Ketua Komisi III DPRD Provinsi ini menyebutkan, apa yang dilaporkan oleh Kepala Badan Keuangan Daerah Provinsi NTT Zakarias Moruk pada rapat Komisi III DPRD NTT hari ini, sungguh mengejutkan. Betapa tidak, Pinjaman Daerah dalam rangka PEN sebesar Rp 1.500.000.000.000,- yang disepakati dalam pembahasan dengan Komisi III DPRD NTT adalah pinjaman dengan bunga nol persen. Dan, hanya dikenakan biaya pengelolaan per tahun sebesar 0,185% dan biaya provisi sebesar 1% dari jumlah pinjaman sesuai dengan pasal 2 (2) PMK Nomor 105 tahun 2020.
“Tadi dalam laporan Kaban Keuangan, berubah menjadi pinjaman dengan suku bunga tinggi sebesar 6,19% dengan tenor pengembalian selama 8 tahun sesuai PMK 179 tahun 2020 yang diundangkan 12 November 2020,” sebut Hugo Kalembu.
Menurut Hugo Kalembu, sebenarnya PMK 179 tahun 2020 juga masih memberi kesempatan kepada Daerah untuk mendapatkan bunga nol persen seandainya Pemda berhasil memasukan permohonan pinjamàn sampai dengan akhir November 2020 sesuai dengan pasal 10 ayat (1a), karena pinjaman tersebut masih masuk kategori pinjaman tahun anggaran 2020 dengan bunga nol persen.
“Tetapi karena Pemda NTT sampai dengan akhir November 2020 belum juga memasukan Permohonan Pinjaman maka pinjaman daerahnya dimasukan kategori Pinjaman PEN tahun anggaran 2021, yang oleh Mentri Keuangan telah dikenakan bunga dengan memggunakan 3 kategori yaitu masa pengembalian 3 tahun, bunga 5,30%; masa pengembalian 5 tahun, bunga 5, 66% dan masa pengembalian 8 tahun, bunga 6,19 %, dan alternatif kategori bunga inilah yang dipilih Pemda NTT,” sebutnya.

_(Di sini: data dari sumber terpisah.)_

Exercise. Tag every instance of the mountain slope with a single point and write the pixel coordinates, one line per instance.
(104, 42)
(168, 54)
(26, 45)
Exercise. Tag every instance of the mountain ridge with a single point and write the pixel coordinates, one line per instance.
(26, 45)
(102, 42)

Sehingga, Hugo menilai, hanya karena kekurang-cermatan, kekurang- profesionalan kerja, dan kurang komunukasinya Pemda NTT dengan Kementrian Keuangan melalui PT SMI, NTT harus kehilangan 700 milyar lebih. “Ini adalah harga dari sebuah keteledoran yang sangat mahal. Padahal pembahasan di komisi III DPRD Provinsi NTT sudah dilakukan sejak September 2020, sehingga Pemda sebenarnya cukup memiliki waktu untuk membuat dan menyampaikan proposal pinjaman PEN ke Kementrian Keuangan sesuai apa yang dipersyaratkan oleh pasal 10 ayat (1a) PMK 179 tahun 2020,” ujar Hugo Kalembu.
Dalam kondisi seperti ini, Hugo Kalembu mengatakan, adalah bijaksana manakala Pemda NTT kembali melakukan pengkajian ulang dan melakukan pembahasan intensif dengan mitra Komisi III DPRD NTT untuk mendapatkan masukan sehingga tidak memberatkan APBD selama8 tahun mendatang. “Juga tidak membatasi ruang gerak kepala daerah masa jabatan berikutnya dalam mengelola APBD,” sebutnya.

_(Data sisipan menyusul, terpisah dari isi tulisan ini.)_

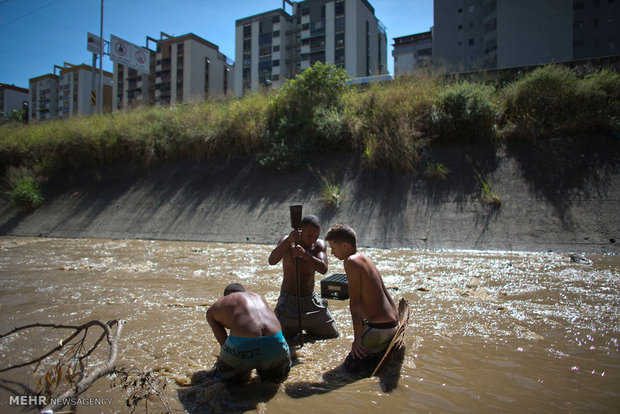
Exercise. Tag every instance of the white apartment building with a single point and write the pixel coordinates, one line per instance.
(273, 46)
(189, 69)
(411, 52)
(487, 34)
(132, 88)
(12, 98)
(43, 97)
(75, 86)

Dikatakan Hugo, dalam kaitan dengan beban bunga yang memberatkan inilah, maka perlu dikaji. “Misalnya untuk memgurangi program/kegiatan yang sebenarnya masih membutuhkan kajian lagi atau Pemda kembali kepada plafon pinjaman Rp 900 Milyar seperti yang telah disetujui DPRD, tetapi hanya dikabulkan separohnya oleh Kemendagri pada TA 2020. Atau juga tetap pada rencana pinjaman Rp 1,5 Trilyun tetapi dilengkapi dengan analisis sumber dana pengembalian yang sungguh-sungguh potensial yang dapat diaktualkan dari tahun ke tahun untuk menutup pokok pinjaman beserta bunganya selama 8 tahun anggaran,” ujar Hugo.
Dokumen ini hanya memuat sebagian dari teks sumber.